- Associated Press - Monday, March 24, 2014

BURLINGTON, Vt. (AP) - Bus drivers and the management of the Chittenden County Transportation Agency continued to spar over details of a new contract Monday as the bus strike affecting Vermont’s largest county continued into its second week.

Union leaders Rob Slingerland and Mike Walker said CCTA told the union after a Saturday negotiating session that their demands could not be met, prompting the drivers to leave since they felt they were wasting their time.

The drivers, speaking at a Monday news conference in downtown Burlington near the company’s main bus stop, said they aren’t concerned with money.

“We’re here for a respectable and livable contract, and that’s all we demand,” Slingerland said.

CCTA said the Saturday negotiation session ended when union representatives walked out.

The strike of about 70 drivers began March 17. The Chittenden County bus routes carried 10,000 passengers a day, including students and workers.

CCTA General Manager Bill Watterson said there are four main issues keeping the two parties from reaching an agreement - wages, disciplinary action from anonymous tips, part-time drivers and split-shifts.

Slingerland and Walker said CCTA did not present the union with a complete contract during the Saturday session.

But CCTA spokeswoman Meredith Birkett said Monday the transportation authority did provide a proposal, omitting articles that already had been agreed upon.

The proposal included some compromises to union positions, but demands that the company felt would threaten safety weren’t included, CCTA said in a news release.

Union leaders said a main point of contention is how discipline would be handled when accusations come from an anonymous tip system that drivers say will be abused by management.
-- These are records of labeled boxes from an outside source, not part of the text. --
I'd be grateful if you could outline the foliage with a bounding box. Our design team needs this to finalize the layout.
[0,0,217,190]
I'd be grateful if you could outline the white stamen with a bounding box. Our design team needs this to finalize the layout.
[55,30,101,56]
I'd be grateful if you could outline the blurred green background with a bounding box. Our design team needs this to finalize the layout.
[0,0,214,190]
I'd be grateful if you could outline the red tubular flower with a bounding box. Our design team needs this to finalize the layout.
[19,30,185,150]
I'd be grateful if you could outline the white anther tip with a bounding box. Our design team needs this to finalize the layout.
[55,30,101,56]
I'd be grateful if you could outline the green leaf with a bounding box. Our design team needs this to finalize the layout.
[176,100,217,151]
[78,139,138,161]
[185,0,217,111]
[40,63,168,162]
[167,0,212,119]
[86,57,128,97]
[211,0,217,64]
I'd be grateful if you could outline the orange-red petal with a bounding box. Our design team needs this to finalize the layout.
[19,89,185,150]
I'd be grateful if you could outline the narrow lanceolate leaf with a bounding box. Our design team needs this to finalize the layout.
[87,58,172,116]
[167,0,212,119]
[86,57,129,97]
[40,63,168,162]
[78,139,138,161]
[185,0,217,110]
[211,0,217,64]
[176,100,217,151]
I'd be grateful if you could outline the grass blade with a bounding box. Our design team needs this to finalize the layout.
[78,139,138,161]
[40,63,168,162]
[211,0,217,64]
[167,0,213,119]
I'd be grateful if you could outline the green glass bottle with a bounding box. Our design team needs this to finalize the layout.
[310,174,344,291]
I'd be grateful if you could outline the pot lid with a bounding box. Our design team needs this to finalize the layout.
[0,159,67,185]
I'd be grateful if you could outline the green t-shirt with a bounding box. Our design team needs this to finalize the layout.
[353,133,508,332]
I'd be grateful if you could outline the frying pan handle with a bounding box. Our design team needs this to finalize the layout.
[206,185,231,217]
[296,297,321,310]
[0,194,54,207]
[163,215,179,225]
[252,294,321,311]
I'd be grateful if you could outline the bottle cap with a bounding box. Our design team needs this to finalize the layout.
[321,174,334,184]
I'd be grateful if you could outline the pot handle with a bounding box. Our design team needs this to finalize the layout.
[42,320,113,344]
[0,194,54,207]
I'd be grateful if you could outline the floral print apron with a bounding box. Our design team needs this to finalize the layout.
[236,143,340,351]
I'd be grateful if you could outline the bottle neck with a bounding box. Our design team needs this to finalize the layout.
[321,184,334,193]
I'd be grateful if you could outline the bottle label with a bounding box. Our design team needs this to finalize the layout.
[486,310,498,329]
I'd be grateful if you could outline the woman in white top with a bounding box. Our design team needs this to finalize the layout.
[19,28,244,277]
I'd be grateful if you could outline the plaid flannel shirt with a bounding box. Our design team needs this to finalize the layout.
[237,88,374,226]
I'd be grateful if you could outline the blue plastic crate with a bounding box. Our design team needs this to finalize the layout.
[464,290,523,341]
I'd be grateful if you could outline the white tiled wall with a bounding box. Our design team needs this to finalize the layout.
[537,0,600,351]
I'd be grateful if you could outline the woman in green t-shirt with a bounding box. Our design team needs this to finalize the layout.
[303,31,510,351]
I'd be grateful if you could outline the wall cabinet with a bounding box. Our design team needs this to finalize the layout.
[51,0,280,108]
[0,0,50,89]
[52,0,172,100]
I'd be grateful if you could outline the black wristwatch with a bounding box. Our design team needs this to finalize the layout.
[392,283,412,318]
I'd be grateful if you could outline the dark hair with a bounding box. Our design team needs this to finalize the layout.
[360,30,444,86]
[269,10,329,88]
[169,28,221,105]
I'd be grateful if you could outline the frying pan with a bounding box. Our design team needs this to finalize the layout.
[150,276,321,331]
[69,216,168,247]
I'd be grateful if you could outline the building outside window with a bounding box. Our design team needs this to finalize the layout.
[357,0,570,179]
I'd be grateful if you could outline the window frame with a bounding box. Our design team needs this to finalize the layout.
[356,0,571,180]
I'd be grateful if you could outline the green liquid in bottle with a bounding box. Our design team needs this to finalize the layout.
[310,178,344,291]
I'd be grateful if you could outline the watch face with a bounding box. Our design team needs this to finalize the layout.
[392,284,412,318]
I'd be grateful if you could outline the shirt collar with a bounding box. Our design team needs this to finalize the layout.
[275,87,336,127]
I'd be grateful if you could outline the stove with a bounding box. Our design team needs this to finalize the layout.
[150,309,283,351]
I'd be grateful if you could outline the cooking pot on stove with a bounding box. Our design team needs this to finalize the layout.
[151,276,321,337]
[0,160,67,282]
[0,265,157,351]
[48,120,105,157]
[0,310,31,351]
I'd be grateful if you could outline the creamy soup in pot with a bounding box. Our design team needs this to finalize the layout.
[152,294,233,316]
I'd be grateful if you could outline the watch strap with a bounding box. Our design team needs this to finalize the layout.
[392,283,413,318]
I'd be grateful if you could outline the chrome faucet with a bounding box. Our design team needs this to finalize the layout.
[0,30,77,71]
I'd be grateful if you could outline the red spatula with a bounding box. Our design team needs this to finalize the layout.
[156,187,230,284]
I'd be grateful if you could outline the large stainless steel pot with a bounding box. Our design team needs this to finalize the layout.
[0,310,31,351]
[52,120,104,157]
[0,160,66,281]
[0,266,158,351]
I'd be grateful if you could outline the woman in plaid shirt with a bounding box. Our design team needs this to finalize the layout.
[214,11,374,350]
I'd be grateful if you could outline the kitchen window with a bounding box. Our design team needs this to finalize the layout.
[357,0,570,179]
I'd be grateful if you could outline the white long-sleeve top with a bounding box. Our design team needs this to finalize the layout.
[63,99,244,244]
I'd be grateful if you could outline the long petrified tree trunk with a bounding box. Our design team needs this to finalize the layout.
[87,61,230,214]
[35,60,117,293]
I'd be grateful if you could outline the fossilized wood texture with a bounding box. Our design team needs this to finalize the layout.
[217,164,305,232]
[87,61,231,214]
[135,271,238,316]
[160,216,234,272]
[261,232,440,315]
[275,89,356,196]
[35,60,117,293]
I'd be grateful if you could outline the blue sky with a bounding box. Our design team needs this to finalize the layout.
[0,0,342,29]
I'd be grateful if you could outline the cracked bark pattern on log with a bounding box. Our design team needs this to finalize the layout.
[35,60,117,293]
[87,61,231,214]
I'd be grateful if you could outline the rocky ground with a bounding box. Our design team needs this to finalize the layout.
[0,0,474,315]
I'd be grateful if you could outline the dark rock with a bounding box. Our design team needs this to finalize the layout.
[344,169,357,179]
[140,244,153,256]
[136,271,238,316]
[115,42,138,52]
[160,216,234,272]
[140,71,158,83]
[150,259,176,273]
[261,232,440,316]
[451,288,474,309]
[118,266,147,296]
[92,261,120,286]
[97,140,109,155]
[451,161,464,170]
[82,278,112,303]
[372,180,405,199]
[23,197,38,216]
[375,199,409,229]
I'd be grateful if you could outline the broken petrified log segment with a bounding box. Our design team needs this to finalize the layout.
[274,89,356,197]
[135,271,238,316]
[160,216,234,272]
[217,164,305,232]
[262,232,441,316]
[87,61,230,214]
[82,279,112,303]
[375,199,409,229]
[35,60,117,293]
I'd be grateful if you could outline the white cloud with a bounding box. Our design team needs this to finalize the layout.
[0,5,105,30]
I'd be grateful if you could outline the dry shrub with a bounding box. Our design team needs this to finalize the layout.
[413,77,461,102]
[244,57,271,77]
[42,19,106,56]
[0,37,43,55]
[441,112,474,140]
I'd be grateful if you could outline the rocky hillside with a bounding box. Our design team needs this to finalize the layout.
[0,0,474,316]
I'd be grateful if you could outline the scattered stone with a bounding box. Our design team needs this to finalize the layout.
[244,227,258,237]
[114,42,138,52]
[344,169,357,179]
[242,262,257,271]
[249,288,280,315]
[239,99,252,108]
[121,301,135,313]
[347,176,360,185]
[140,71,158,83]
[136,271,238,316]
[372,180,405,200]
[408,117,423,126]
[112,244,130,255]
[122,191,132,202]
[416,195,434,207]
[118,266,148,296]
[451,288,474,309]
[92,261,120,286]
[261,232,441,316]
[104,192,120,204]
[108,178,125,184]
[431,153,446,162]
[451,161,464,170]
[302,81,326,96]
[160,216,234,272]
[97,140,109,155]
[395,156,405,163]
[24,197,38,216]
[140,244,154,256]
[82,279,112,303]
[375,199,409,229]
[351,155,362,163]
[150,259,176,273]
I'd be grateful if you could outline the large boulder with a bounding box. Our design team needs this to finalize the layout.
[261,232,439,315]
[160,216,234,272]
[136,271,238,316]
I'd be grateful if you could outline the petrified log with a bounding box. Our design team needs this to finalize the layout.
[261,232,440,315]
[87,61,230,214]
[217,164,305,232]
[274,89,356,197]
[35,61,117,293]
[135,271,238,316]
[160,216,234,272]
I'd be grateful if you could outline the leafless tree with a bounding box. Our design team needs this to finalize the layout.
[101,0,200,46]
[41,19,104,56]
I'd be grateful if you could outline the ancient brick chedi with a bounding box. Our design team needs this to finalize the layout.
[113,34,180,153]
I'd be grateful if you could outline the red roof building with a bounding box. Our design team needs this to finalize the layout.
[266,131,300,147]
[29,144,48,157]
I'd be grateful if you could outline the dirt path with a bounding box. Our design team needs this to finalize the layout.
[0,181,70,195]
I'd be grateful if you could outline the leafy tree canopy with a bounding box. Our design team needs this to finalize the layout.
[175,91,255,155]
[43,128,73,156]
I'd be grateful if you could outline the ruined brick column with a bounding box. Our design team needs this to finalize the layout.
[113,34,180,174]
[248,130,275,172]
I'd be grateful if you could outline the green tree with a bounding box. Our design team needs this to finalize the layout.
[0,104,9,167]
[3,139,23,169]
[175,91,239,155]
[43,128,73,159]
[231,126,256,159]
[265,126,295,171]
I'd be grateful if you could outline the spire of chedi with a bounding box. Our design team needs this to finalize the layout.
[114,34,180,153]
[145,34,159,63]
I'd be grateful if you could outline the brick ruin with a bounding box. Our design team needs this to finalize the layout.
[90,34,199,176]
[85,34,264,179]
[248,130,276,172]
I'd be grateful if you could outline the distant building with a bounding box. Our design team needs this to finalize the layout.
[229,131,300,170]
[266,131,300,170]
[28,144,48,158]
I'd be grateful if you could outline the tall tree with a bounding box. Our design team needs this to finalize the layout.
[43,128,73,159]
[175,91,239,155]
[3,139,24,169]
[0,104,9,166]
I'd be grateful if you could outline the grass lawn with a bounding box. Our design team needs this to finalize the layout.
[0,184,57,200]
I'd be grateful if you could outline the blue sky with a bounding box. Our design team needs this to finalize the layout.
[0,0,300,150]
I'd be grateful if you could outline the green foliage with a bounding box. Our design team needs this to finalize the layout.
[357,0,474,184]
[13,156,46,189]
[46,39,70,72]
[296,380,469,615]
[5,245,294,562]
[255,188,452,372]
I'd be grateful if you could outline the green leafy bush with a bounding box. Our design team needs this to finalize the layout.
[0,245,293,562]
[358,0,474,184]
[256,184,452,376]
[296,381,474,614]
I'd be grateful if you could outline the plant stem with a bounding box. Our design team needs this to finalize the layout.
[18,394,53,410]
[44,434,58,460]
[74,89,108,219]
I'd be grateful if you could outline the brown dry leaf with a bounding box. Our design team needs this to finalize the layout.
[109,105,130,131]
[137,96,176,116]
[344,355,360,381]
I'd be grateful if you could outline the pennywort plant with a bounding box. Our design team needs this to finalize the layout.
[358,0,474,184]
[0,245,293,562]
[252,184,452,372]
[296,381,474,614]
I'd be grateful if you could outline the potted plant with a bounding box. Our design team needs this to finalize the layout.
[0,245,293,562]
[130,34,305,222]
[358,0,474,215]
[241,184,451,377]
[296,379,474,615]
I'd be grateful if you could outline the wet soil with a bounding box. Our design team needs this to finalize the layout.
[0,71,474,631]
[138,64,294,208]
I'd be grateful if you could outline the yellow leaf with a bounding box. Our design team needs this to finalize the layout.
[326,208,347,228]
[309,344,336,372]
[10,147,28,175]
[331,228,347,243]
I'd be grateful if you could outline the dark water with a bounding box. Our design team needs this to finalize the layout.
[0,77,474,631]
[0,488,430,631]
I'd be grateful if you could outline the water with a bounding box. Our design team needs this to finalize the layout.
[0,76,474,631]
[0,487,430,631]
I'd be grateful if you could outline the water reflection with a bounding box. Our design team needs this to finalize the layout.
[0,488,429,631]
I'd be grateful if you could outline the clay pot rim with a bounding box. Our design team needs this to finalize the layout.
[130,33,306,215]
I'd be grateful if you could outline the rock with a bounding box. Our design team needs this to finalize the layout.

Anonymous complaints cannot be stand-alone evidence for discipline, but CCTA said throwing out the system entirely would be a “complete abdication” of responsibility to safety.

Slingerland said CCTA was trying to weaken the union’s resolve.

“The fact that the CCTA stonewalls negotiations with loopholes and nitpicking every little thing we propose is just another tactic to try and wear us down,” Slingerland said at the news conference. “And wear us down they will not.”

The transportation authority said in a weekend statement that it’s disappointed an agreement was not reached.

No upcoming meeting with CCTA has been scheduled yet, according to bus union leaders.